2 Stocks to Buy Before SpaceX IPO!!
By The Motley Fool
Key Concepts
- SpaceX IPO: A highly anticipated market event projected for summer 2026 with a target valuation of $1.75 trillion to $2 trillion.
- Vertical Integration: SpaceX’s strategy of bringing component manufacturing in-house to control margins and timelines.
- EUV Lithography: Extreme Ultraviolet lithography; a specialized process using lasers to print microscopic circuits on silicon wafers, essential for sub-7nm chip production.
- Foundry: A semiconductor fabrication plant where chips are manufactured.
- Tech Sovereignty: The global trend of nations investing in domestic semiconductor supply chains to reduce reliance on foreign manufacturing.
- Trailing P/E Ratio: A valuation metric (Price-to-Earnings) used to assess if a stock is overvalued or undervalued relative to its earnings.
1. TSMC (Taiwan Semiconductor Manufacturing Company)
Main Thesis: TSMC is positioned to benefit from the massive compute requirements of AI companies (like OpenAI and Anthropic) and SpaceX’s long-term ambitions, which include potential data centers in space.
- Key Arguments:
- Supply Constraint: The market is currently supply-constrained for high-end chips (CPUs, GPUs, DPUs). As the primary manufacturer, TSMC captures the value of this shortage.
- Operational Risks: While Elon Musk has announced a partnership between SpaceX and Tesla to explore chip manufacturing, the barrier to entry is extremely high due to R&D costs and equipment requirements. This is viewed as a long-term risk (3+ years) rather than an immediate threat.
- Geopolitical Vulnerability: 80–85% of TSMC’s capacity is in Taiwan. To mitigate this, TSMC is actively expanding its manufacturing footprint in the U.S. (e.g., Arizona) to satisfy customer demands for geographic diversification.
2. ASML Holding (ASML)
Main Thesis: ASML acts as the "gatekeeper" of the semiconductor industry, holding a global monopoly on the EUV lithography machines required to manufacture cutting-edge chips.
- Key Arguments:
- Monopolistic Power: ASML is the sole producer of EUV machines. Any chip manufacturer producing below a 7nm node must utilize ASML hardware.
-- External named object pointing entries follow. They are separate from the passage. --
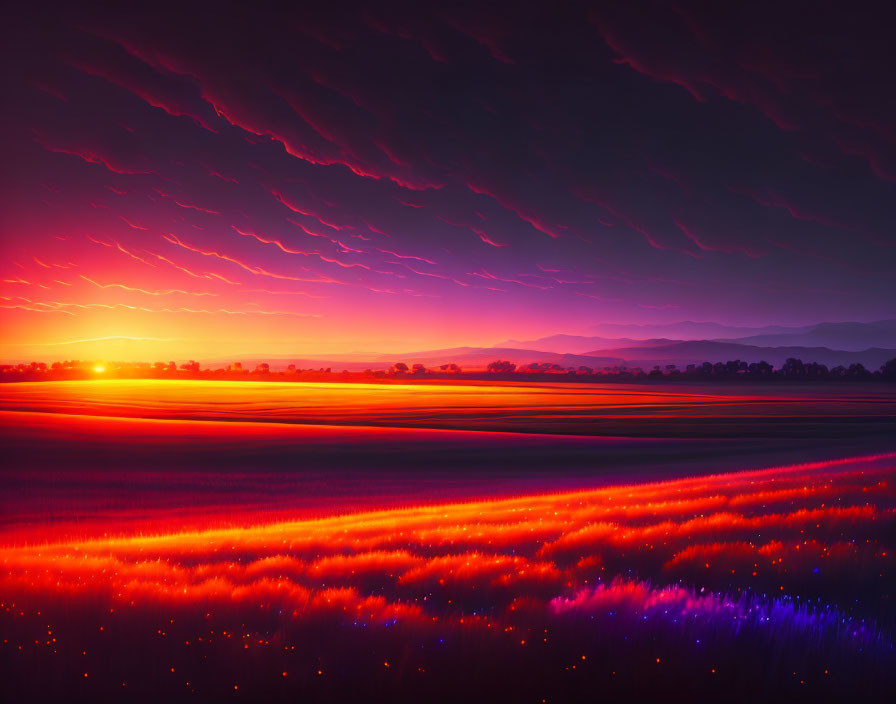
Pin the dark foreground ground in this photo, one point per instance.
(404, 545)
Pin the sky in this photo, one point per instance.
(195, 180)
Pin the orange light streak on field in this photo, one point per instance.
(619, 579)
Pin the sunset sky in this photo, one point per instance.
(211, 181)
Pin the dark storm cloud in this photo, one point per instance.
(671, 155)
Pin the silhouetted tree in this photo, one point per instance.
(501, 366)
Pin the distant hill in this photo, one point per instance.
(580, 344)
(690, 330)
(840, 336)
(699, 351)
(480, 357)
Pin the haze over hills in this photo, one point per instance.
(580, 344)
(870, 344)
(699, 351)
(841, 336)
(849, 336)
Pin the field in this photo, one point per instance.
(178, 540)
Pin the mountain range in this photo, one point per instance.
(831, 344)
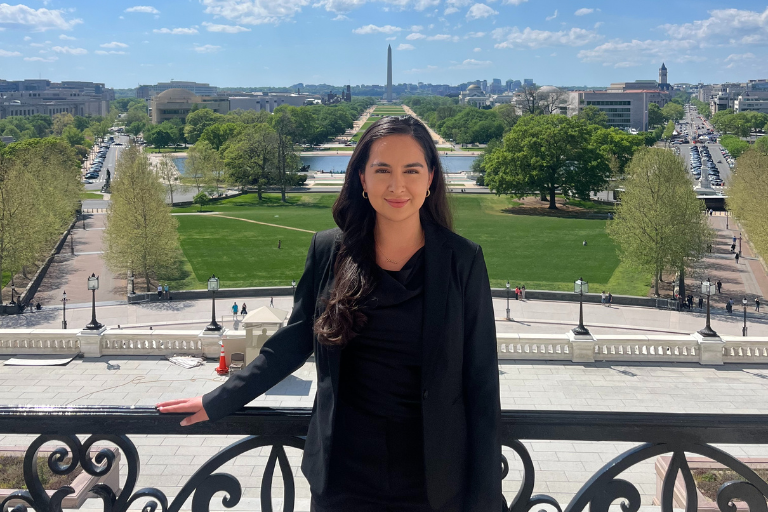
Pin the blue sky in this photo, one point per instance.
(282, 42)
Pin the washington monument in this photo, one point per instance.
(389, 72)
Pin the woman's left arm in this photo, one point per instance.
(481, 392)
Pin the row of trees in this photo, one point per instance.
(544, 154)
(747, 191)
(39, 193)
(660, 225)
(141, 237)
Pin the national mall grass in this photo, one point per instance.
(538, 252)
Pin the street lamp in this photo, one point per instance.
(744, 329)
(213, 287)
(707, 288)
(581, 287)
(64, 300)
(507, 300)
(93, 285)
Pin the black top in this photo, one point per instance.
(380, 370)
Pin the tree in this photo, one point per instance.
(61, 121)
(655, 115)
(251, 156)
(73, 136)
(198, 121)
(141, 234)
(747, 191)
(169, 174)
(201, 199)
(545, 153)
(593, 115)
(659, 224)
(673, 111)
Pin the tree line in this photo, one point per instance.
(39, 194)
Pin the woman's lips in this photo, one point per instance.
(397, 203)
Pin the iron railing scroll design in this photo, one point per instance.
(657, 434)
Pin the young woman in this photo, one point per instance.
(397, 310)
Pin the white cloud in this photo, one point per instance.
(478, 11)
(472, 64)
(373, 29)
(529, 38)
(38, 20)
(620, 54)
(227, 29)
(70, 51)
(148, 9)
(207, 48)
(176, 31)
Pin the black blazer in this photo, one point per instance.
(460, 380)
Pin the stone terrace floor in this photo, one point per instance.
(561, 467)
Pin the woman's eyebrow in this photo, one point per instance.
(384, 164)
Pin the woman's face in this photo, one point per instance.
(396, 177)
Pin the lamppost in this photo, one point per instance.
(507, 300)
(581, 287)
(64, 300)
(93, 285)
(213, 287)
(707, 288)
(744, 329)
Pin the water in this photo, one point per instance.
(338, 164)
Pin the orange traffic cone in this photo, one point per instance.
(222, 368)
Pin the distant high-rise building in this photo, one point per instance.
(389, 72)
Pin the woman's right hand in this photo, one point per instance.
(190, 405)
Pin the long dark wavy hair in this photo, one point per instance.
(344, 315)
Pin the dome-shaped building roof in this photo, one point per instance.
(172, 95)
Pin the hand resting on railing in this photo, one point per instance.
(191, 405)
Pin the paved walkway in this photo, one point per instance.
(562, 467)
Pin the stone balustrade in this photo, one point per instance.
(544, 347)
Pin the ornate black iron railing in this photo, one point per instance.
(657, 434)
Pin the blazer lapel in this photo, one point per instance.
(437, 266)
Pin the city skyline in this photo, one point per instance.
(249, 43)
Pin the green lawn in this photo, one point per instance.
(539, 252)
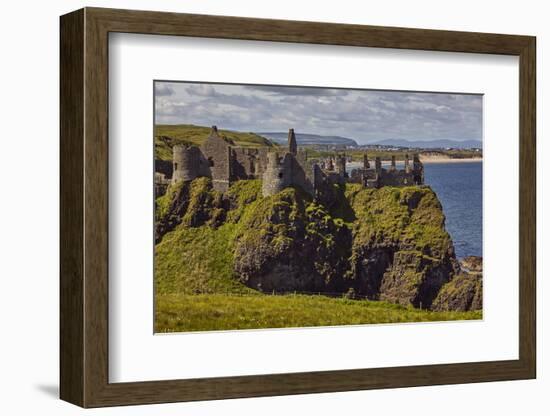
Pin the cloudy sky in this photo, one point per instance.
(363, 115)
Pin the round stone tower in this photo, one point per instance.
(186, 160)
(276, 175)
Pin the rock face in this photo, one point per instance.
(383, 244)
(289, 243)
(463, 293)
(401, 250)
(472, 264)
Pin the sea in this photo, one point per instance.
(459, 187)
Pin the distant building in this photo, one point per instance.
(218, 158)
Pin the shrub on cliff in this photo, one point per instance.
(384, 244)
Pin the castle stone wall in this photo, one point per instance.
(185, 163)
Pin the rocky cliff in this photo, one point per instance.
(384, 244)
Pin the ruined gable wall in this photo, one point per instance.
(217, 155)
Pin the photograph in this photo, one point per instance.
(282, 206)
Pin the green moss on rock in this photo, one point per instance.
(386, 244)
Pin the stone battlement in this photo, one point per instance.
(377, 176)
(219, 159)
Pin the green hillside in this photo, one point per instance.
(168, 135)
(182, 313)
(212, 246)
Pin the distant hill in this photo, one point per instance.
(430, 144)
(303, 138)
(168, 135)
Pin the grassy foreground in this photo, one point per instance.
(208, 312)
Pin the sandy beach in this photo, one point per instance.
(426, 160)
(442, 159)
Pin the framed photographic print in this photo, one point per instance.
(255, 207)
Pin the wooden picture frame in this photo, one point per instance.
(84, 207)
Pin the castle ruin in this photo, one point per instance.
(221, 160)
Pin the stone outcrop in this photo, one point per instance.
(385, 244)
(472, 264)
(463, 293)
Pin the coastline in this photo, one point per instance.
(450, 160)
(428, 160)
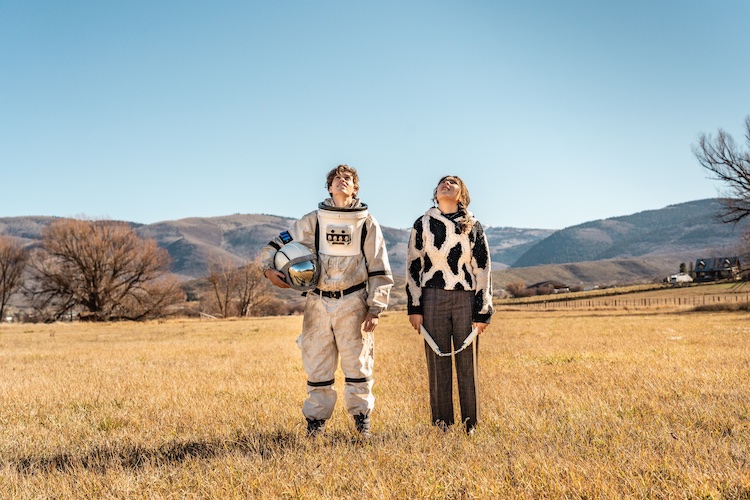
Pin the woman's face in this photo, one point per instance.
(448, 190)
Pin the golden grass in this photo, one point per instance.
(574, 404)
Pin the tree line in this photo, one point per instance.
(103, 271)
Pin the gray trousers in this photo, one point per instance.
(448, 318)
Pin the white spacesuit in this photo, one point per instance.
(354, 281)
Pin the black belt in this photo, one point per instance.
(340, 293)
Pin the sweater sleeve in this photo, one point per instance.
(480, 261)
(414, 267)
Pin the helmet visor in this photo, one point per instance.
(302, 274)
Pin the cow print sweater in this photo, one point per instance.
(440, 256)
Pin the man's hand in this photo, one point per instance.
(481, 327)
(416, 321)
(370, 323)
(276, 278)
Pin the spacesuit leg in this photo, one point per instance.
(319, 357)
(356, 349)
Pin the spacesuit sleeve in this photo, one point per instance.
(302, 231)
(379, 277)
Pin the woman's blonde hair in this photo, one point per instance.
(467, 223)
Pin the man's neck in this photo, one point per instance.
(342, 201)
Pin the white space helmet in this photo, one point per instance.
(298, 265)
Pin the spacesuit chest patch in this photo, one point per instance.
(340, 231)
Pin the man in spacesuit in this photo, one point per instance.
(341, 312)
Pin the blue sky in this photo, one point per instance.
(554, 113)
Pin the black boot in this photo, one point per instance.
(362, 423)
(315, 427)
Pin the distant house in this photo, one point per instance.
(715, 269)
(550, 286)
(680, 278)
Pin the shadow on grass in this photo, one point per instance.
(102, 459)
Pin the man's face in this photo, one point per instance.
(343, 183)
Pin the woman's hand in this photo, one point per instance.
(481, 327)
(416, 321)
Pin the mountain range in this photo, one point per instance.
(657, 240)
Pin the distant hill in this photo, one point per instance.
(687, 230)
(634, 248)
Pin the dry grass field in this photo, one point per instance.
(575, 404)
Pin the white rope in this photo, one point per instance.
(437, 350)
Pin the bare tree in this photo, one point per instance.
(13, 260)
(223, 280)
(103, 270)
(238, 291)
(254, 292)
(730, 164)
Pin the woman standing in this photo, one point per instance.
(449, 290)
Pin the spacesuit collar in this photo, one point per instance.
(355, 206)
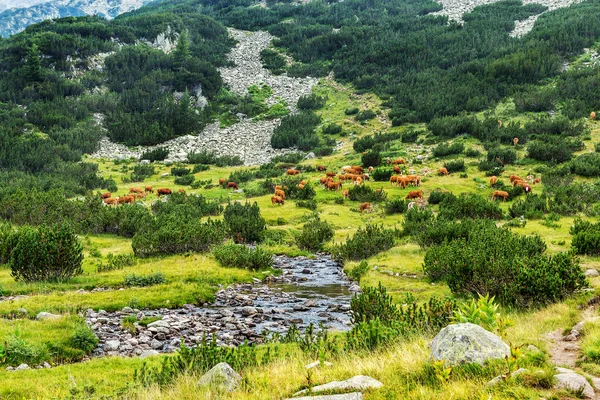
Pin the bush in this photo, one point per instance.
(185, 180)
(153, 278)
(364, 193)
(244, 222)
(314, 235)
(512, 268)
(455, 166)
(366, 242)
(446, 149)
(48, 254)
(332, 129)
(158, 154)
(382, 174)
(240, 256)
(84, 339)
(396, 206)
(371, 159)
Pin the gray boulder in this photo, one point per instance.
(467, 343)
(574, 381)
(221, 376)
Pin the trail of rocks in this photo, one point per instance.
(307, 291)
(454, 10)
(249, 140)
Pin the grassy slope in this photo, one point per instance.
(194, 278)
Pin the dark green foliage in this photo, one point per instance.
(493, 261)
(470, 206)
(396, 206)
(446, 149)
(47, 254)
(240, 256)
(586, 165)
(315, 233)
(455, 166)
(244, 222)
(157, 154)
(371, 159)
(185, 180)
(382, 174)
(332, 129)
(366, 242)
(365, 193)
(297, 130)
(311, 102)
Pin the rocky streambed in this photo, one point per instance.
(307, 291)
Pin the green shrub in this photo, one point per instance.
(180, 171)
(157, 154)
(49, 254)
(315, 233)
(240, 256)
(153, 278)
(244, 222)
(366, 242)
(185, 180)
(84, 339)
(365, 194)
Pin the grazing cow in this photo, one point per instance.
(365, 207)
(334, 185)
(280, 193)
(277, 200)
(499, 193)
(163, 191)
(415, 194)
(126, 199)
(110, 201)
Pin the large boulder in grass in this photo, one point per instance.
(221, 376)
(467, 343)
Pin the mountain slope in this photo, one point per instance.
(14, 20)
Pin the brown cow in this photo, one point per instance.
(365, 206)
(500, 193)
(415, 194)
(280, 193)
(126, 199)
(163, 191)
(277, 200)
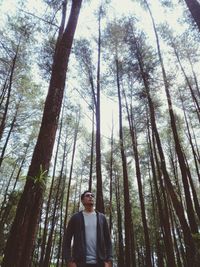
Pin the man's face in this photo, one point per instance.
(88, 199)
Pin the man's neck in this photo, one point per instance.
(89, 209)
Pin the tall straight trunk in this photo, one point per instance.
(4, 90)
(194, 152)
(21, 166)
(120, 246)
(12, 125)
(3, 120)
(111, 181)
(194, 75)
(189, 242)
(71, 171)
(129, 244)
(139, 183)
(20, 243)
(48, 205)
(91, 154)
(194, 97)
(162, 208)
(99, 193)
(57, 204)
(178, 148)
(194, 7)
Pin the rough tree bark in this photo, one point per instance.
(20, 243)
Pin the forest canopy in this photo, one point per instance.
(101, 96)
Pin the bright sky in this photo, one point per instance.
(86, 26)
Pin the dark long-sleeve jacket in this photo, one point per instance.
(76, 230)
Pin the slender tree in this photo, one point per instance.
(20, 243)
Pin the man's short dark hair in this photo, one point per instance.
(86, 191)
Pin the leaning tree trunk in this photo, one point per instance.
(178, 148)
(99, 198)
(20, 243)
(194, 7)
(139, 183)
(130, 258)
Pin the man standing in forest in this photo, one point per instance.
(91, 238)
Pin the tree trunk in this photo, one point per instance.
(99, 197)
(22, 236)
(3, 120)
(139, 183)
(194, 8)
(129, 245)
(179, 151)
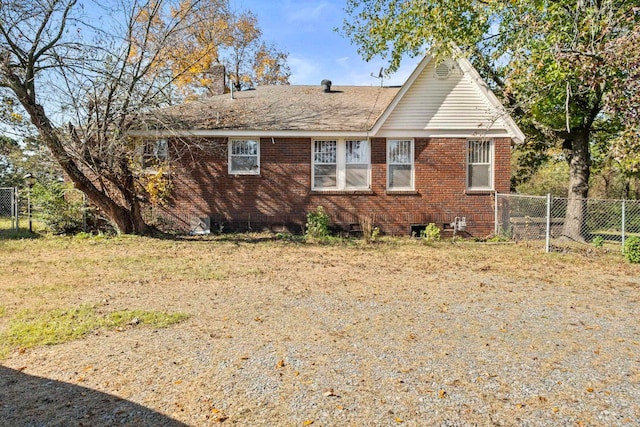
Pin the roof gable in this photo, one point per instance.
(425, 106)
(460, 104)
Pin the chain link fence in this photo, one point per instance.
(19, 212)
(9, 209)
(544, 218)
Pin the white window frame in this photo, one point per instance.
(411, 162)
(341, 164)
(154, 152)
(487, 159)
(231, 155)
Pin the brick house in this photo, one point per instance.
(433, 150)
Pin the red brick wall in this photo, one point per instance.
(281, 196)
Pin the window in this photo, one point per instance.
(480, 165)
(356, 164)
(400, 164)
(154, 153)
(325, 164)
(244, 157)
(341, 164)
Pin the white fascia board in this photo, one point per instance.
(221, 133)
(444, 133)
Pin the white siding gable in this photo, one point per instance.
(460, 105)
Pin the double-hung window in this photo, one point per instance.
(154, 153)
(480, 165)
(400, 164)
(244, 156)
(341, 164)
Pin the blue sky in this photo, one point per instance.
(305, 29)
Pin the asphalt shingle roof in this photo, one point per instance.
(288, 108)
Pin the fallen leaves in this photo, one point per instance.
(330, 393)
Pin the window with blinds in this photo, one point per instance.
(341, 164)
(480, 165)
(400, 164)
(244, 156)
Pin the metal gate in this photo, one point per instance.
(9, 209)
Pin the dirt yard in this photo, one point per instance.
(294, 334)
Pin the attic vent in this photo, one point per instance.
(443, 70)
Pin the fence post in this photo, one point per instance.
(495, 228)
(547, 246)
(17, 208)
(624, 220)
(84, 212)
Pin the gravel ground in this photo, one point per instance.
(347, 336)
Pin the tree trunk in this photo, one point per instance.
(127, 220)
(579, 171)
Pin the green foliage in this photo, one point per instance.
(598, 241)
(562, 68)
(60, 212)
(431, 233)
(552, 177)
(31, 328)
(632, 249)
(369, 231)
(317, 225)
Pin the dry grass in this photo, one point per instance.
(402, 331)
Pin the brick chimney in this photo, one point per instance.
(218, 81)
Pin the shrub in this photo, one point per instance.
(369, 231)
(60, 212)
(632, 249)
(598, 241)
(317, 225)
(431, 233)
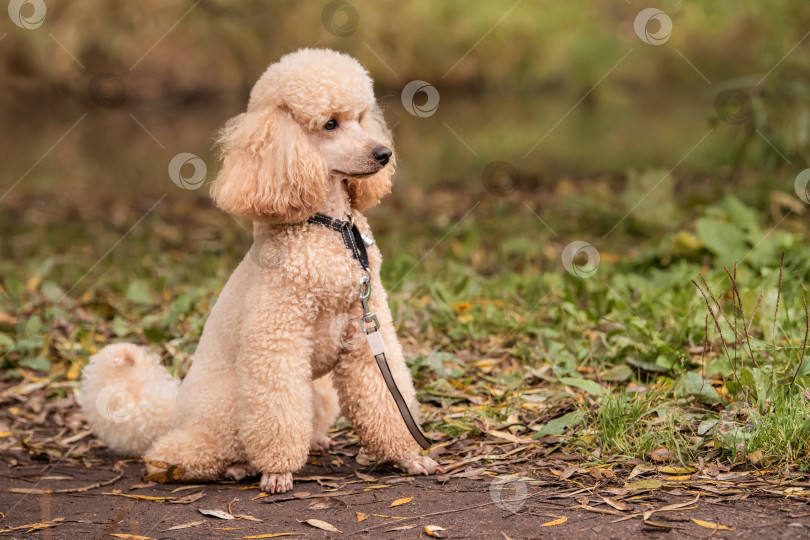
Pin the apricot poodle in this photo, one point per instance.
(276, 364)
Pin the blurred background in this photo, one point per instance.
(667, 135)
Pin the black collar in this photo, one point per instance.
(350, 233)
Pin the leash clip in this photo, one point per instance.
(370, 322)
(347, 223)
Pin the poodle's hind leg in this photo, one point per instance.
(326, 409)
(195, 454)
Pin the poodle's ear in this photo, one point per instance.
(270, 170)
(366, 192)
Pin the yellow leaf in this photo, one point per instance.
(376, 487)
(184, 488)
(273, 535)
(74, 372)
(141, 497)
(709, 525)
(185, 525)
(669, 469)
(318, 524)
(431, 530)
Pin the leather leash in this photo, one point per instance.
(356, 242)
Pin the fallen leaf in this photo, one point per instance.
(140, 497)
(34, 526)
(668, 469)
(640, 469)
(755, 457)
(511, 438)
(365, 477)
(669, 507)
(710, 525)
(185, 525)
(318, 524)
(221, 514)
(328, 502)
(656, 524)
(618, 505)
(661, 454)
(434, 531)
(248, 517)
(644, 485)
(190, 498)
(186, 488)
(401, 528)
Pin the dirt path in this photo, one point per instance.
(465, 508)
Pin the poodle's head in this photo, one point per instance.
(311, 119)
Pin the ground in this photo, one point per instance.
(58, 486)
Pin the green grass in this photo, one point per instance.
(499, 335)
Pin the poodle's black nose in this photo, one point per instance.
(381, 154)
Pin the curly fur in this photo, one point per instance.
(270, 372)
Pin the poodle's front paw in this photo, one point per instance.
(421, 465)
(321, 444)
(276, 482)
(238, 471)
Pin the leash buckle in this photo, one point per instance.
(370, 322)
(347, 223)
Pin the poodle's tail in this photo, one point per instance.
(127, 397)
- Financial Performance: Reported Q1 results included ~€9 billion in net sales, a 53% gross margin, and nearly €3 billion in profit. They hold a €40 billion order backlog, providing high revenue visibility.
- Pricing Power: With machines costing over $350 million each, ASML maintains significant pricing power, justifying its high trailing P/E ratio (over 50) as a premium for "structural certainty."
- Export Controls: While restrictions on shipping advanced systems to China exist, the company argues that the global push for "tech sovereignty" (new fabs in the U.S., Europe, and Japan) creates a demand wave that offsets restricted markets.
3. Synthesis and Conclusion
The upcoming SpaceX IPO is expected to draw significant liquidity into the aerospace and deep tech sectors. However, the speakers argue that the most effective investment strategy is to avoid the "hype" of the IPO itself and instead focus on the foundational "picks and shovels" of the tech stack.
- TSMC provides the manufacturing scale necessary for the AI and space-compute revolution.
- ASML provides the essential, monopolistic technology required for TSMC and other foundries to function.
Final Takeaway: Investors should prioritize companies that hold structural monopolies and are essential to the global tech infrastructure, rather than chasing the volatility of a high-profile IPO. The long-term thesis for both TSMC and ASML remains robust, supported by the ongoing global expansion of semiconductor manufacturing capacity.